Поймите, чтобы выжить, России нужна была жёсткая царская власть. И я создал такую власть. Я создал и новую армию — стрелецкие полки c новейшим огнестрельным оружием, которые одолели и Казань, и Астрахань, и Ливонский орден. Я почти в два раза расширил территорию России, построил новые города и крепости, чтобы защищаться от набегов крымского хана. 

 

Я объединил под сенью царского трона все разрозненные боярские земли, и объединил их не силой оружия, но силой закона — именно в моё правление был соборно принят новый русский Судебник (1550 года. — Ред.). Например, в Европе женщина всё ещё считалась бесправным существом второго сорта, а в русских законах было сказано, что женщина имеет право самостоятельно наследовать имущество и представлять свои интересы в суде. Я, несмотря на жёсткое сопротивление боярства, сохранил право свободного перехода крестьян с места на место без каких-либо ограничений — в течение двух недель до и после Юрьева дня. Наконец, был принят Стоглав — сборник законов, гарантировавших независимость церкви от власти. Я читал греческие книги и знал, какие беды может принести церкви её сращивание с государством. К сожалению, мои преемники меня не послушали…
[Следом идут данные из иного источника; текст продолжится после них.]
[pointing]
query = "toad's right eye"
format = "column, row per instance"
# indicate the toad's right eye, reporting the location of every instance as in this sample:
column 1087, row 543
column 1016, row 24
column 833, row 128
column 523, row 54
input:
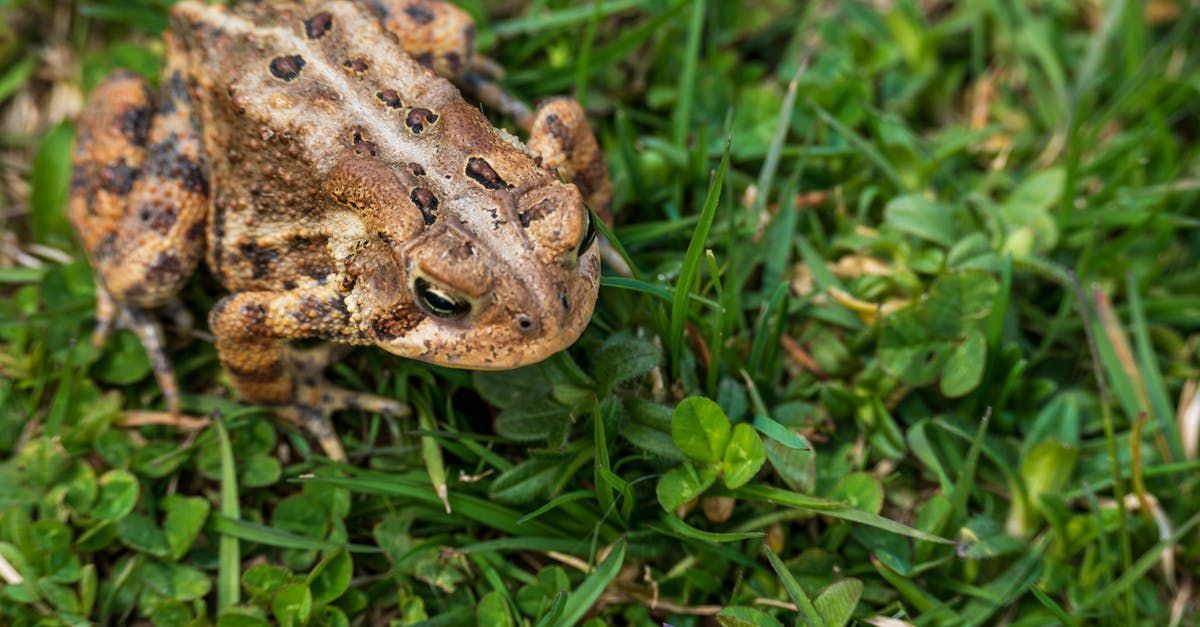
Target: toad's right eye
column 439, row 300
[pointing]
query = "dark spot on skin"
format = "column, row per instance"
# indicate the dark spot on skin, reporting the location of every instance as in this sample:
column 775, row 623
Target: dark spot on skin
column 321, row 312
column 168, row 163
column 257, row 375
column 118, row 178
column 165, row 269
column 160, row 218
column 79, row 180
column 361, row 147
column 287, row 67
column 559, row 131
column 255, row 314
column 390, row 97
column 318, row 269
column 175, row 91
column 136, row 125
column 481, row 172
column 396, row 322
column 427, row 203
column 420, row 13
column 107, row 248
column 535, row 213
column 261, row 258
column 419, row 118
column 307, row 243
column 318, row 25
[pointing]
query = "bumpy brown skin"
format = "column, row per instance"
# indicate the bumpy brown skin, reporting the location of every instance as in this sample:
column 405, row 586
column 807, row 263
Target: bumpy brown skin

— Интересно слушать ваши рассуждения о церкви и законе — от человека, который уничтожил десятки священников, не говоря уже о людях других сословий…
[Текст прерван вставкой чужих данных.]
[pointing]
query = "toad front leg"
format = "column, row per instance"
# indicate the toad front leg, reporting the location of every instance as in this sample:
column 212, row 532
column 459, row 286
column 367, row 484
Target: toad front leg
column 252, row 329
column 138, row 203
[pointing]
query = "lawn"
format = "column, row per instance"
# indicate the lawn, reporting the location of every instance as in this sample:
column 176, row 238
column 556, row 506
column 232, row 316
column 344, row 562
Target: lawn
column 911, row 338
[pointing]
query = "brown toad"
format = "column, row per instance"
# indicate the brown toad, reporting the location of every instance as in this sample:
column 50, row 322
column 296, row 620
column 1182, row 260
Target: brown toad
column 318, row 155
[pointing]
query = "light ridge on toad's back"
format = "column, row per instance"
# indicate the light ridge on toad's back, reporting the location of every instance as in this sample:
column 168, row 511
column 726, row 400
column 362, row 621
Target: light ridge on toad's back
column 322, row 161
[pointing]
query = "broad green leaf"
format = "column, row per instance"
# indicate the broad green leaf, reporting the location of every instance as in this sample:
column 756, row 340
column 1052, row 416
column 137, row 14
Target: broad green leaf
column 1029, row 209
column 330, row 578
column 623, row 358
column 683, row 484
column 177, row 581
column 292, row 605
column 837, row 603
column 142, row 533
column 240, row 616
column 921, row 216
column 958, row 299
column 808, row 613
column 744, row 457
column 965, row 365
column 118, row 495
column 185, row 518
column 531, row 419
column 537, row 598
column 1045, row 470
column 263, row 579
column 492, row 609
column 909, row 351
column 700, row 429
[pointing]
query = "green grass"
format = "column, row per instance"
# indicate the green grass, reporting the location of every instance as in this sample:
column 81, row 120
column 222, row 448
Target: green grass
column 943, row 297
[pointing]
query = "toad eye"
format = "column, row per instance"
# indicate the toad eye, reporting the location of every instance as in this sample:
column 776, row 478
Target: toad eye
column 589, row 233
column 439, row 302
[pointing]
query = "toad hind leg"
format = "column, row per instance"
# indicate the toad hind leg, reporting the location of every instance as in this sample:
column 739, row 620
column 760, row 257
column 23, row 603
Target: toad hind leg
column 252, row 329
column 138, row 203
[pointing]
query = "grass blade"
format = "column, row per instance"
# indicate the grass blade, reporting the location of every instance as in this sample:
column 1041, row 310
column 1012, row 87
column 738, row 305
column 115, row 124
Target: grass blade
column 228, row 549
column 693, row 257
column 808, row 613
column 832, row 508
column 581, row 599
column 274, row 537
— Отвечу вам так. Да, были и ошибки, и невинные жертвы. Но нельзя оценивать деяния царя с точки зрения обычного человека. У меня был учитель — священник Сильвестр, образованнейший человек нашего времени, он знал и греческий, и латынь. И часто он читал мне книгу "Поучения" преподобного Агапита из Царьграда, который писал, что одно дело — спасать свою душу, а другое дело — заботиться о телах и душах многих людей; одно дело — отшельничество, когда человек вообще ни о ком не заботится и ни за кого не отвечает, другое дело — царская власть, которая несёт ответственность за тысячи людей. Поэтому царям позволено действовать насилием в отношении преступников. Это священникам подобает подставлять другую щёку, когда их бьют по лицу. Но это не подобает царю — как же тогда он сможет управлять царством, если допустит над собой такое бесчестие?
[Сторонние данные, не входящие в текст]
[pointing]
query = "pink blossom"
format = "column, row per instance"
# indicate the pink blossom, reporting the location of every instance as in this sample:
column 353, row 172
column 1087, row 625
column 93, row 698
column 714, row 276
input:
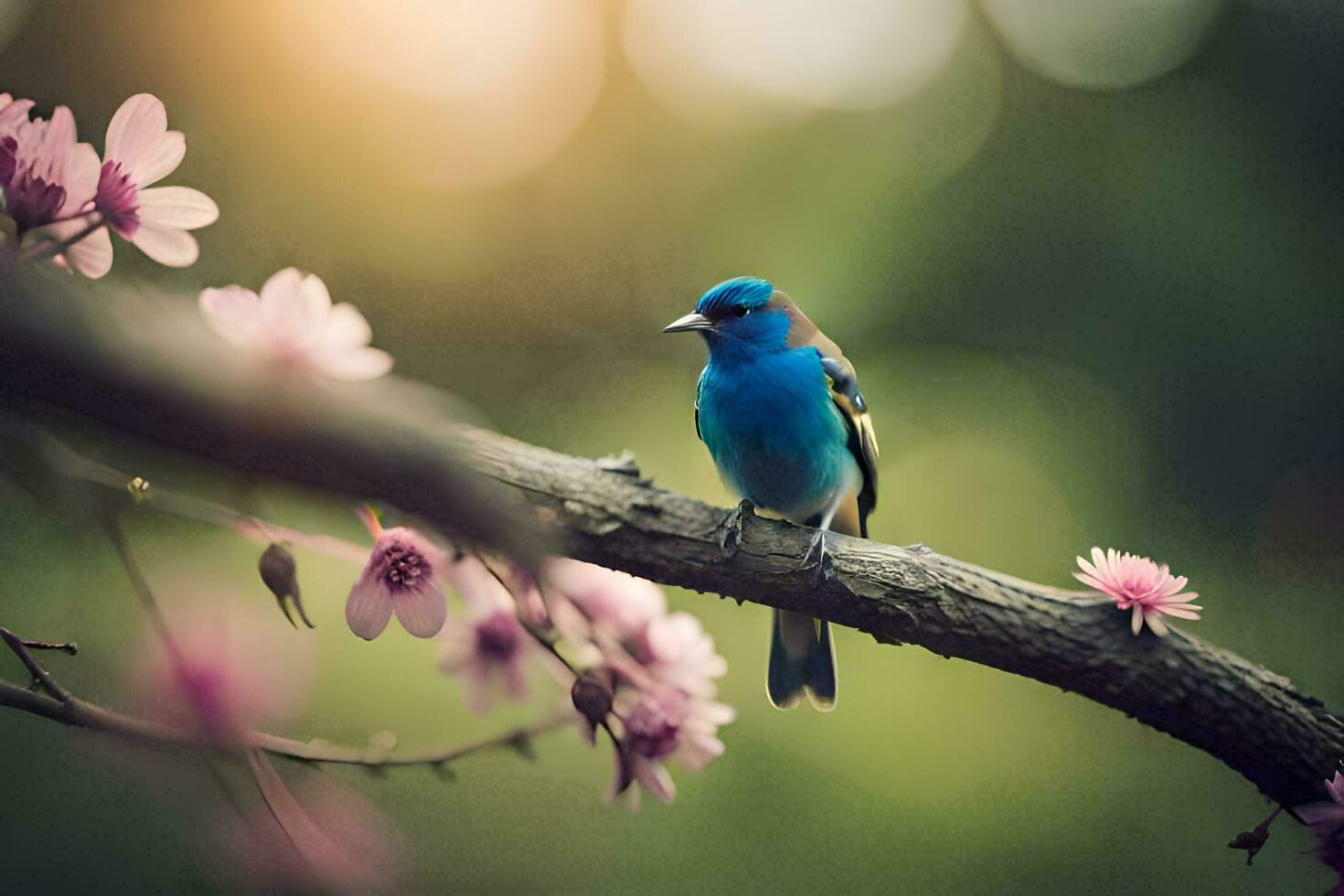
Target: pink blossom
column 1137, row 583
column 226, row 672
column 613, row 601
column 293, row 323
column 666, row 724
column 398, row 578
column 679, row 652
column 488, row 652
column 48, row 177
column 140, row 151
column 1327, row 821
column 489, row 647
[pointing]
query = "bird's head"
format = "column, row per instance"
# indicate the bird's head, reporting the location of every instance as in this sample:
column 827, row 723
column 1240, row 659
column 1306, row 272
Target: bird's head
column 742, row 314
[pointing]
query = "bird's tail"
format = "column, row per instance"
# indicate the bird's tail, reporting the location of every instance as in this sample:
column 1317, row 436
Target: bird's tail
column 801, row 660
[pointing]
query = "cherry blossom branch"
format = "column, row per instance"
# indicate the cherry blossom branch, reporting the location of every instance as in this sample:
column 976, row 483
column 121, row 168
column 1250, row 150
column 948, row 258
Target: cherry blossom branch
column 377, row 758
column 53, row 248
column 163, row 380
column 58, row 704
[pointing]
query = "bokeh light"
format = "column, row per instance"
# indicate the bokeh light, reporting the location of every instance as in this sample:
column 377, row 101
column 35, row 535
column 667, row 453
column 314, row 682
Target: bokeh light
column 1103, row 45
column 506, row 83
column 754, row 60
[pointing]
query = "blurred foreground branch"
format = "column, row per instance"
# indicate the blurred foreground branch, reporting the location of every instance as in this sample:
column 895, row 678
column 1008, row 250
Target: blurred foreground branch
column 50, row 700
column 77, row 352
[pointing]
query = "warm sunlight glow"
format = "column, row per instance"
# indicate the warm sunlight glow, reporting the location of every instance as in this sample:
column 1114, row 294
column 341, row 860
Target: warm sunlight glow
column 750, row 60
column 507, row 83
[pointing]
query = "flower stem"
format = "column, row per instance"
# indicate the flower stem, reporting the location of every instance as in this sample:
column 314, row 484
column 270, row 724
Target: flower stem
column 53, row 248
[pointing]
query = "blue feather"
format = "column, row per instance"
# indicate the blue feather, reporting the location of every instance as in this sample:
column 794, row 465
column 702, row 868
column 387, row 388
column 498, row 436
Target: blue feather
column 768, row 411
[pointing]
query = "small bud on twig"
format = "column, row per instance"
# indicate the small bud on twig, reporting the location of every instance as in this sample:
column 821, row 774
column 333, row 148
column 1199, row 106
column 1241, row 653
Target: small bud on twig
column 280, row 574
column 139, row 489
column 592, row 699
column 1253, row 841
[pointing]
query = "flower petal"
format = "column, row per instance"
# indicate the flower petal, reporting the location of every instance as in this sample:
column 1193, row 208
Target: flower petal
column 359, row 364
column 140, row 140
column 421, row 610
column 291, row 308
column 346, row 328
column 180, row 208
column 167, row 245
column 368, row 609
column 231, row 312
column 1092, row 581
column 80, row 177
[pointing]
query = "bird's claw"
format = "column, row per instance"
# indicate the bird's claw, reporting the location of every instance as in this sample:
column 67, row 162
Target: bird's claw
column 731, row 527
column 816, row 558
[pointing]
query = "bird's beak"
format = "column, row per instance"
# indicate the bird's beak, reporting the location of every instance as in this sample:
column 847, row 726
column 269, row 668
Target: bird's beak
column 688, row 323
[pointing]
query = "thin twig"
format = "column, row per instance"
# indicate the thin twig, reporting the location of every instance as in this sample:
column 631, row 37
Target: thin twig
column 74, row 466
column 431, row 756
column 80, row 713
column 53, row 248
column 70, row 646
column 20, row 649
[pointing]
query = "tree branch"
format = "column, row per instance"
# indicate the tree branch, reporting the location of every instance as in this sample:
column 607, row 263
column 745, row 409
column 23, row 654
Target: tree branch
column 1252, row 719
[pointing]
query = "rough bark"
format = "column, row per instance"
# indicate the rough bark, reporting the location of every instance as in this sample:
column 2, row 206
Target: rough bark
column 1254, row 720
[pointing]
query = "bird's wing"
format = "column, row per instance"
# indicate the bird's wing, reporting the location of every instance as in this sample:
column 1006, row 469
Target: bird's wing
column 848, row 400
column 699, row 387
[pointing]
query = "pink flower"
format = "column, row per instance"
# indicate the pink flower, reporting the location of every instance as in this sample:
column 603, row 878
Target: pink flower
column 1140, row 584
column 679, row 652
column 614, row 601
column 48, row 179
column 400, row 578
column 229, row 673
column 666, row 724
column 293, row 323
column 489, row 647
column 140, row 151
column 1327, row 821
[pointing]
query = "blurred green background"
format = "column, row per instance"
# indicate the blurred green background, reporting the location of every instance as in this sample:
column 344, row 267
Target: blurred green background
column 1085, row 255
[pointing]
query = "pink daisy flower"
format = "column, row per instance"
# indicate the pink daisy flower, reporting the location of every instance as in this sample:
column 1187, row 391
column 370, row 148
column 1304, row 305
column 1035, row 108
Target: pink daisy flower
column 666, row 726
column 1138, row 584
column 679, row 652
column 48, row 177
column 1327, row 821
column 140, row 151
column 230, row 672
column 489, row 647
column 293, row 323
column 400, row 578
column 614, row 601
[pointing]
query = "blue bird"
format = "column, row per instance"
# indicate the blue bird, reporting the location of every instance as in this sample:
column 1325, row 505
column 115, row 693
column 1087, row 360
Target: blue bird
column 780, row 410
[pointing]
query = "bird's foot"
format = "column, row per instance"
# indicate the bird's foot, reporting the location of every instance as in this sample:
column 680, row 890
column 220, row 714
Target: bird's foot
column 816, row 558
column 730, row 528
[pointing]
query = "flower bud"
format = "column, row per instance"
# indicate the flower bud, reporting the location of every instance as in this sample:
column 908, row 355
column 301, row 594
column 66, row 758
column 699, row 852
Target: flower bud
column 280, row 574
column 592, row 699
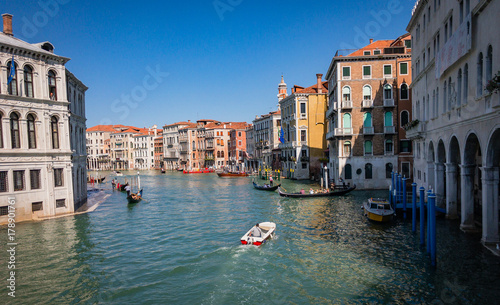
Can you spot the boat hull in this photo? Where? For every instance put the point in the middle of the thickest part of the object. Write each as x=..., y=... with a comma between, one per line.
x=330, y=194
x=267, y=228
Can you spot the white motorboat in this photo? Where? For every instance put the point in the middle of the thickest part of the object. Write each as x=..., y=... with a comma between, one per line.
x=267, y=232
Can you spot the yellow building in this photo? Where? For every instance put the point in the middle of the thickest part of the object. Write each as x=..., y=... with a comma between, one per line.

— Ещё один вопрос, Иван Васильевич, связан с темой мести. Создаётся такое впечатление, что многие ваши поступки были продиктованы именно местью боярскому окружению…  

— Мне кажется, что я никогда не позволял своим эмоциям брать верх над разумом. Наоборот, я старался не мстить даже своим "опекунам", унижавшим меня в детстве и юности, я всегда старался дать человеку шанс исправиться и оправдаться… Разве я тронул боярина Романа Захарьина, который организовал мятеж в Москве против меня? Нет, и годы спустя он стал основателем новой царской династии Романовых. Разве я казнил бояр Шуйских? Нет, и именно из-за этих мерзавцев и разгорелась потом Смута на Руси…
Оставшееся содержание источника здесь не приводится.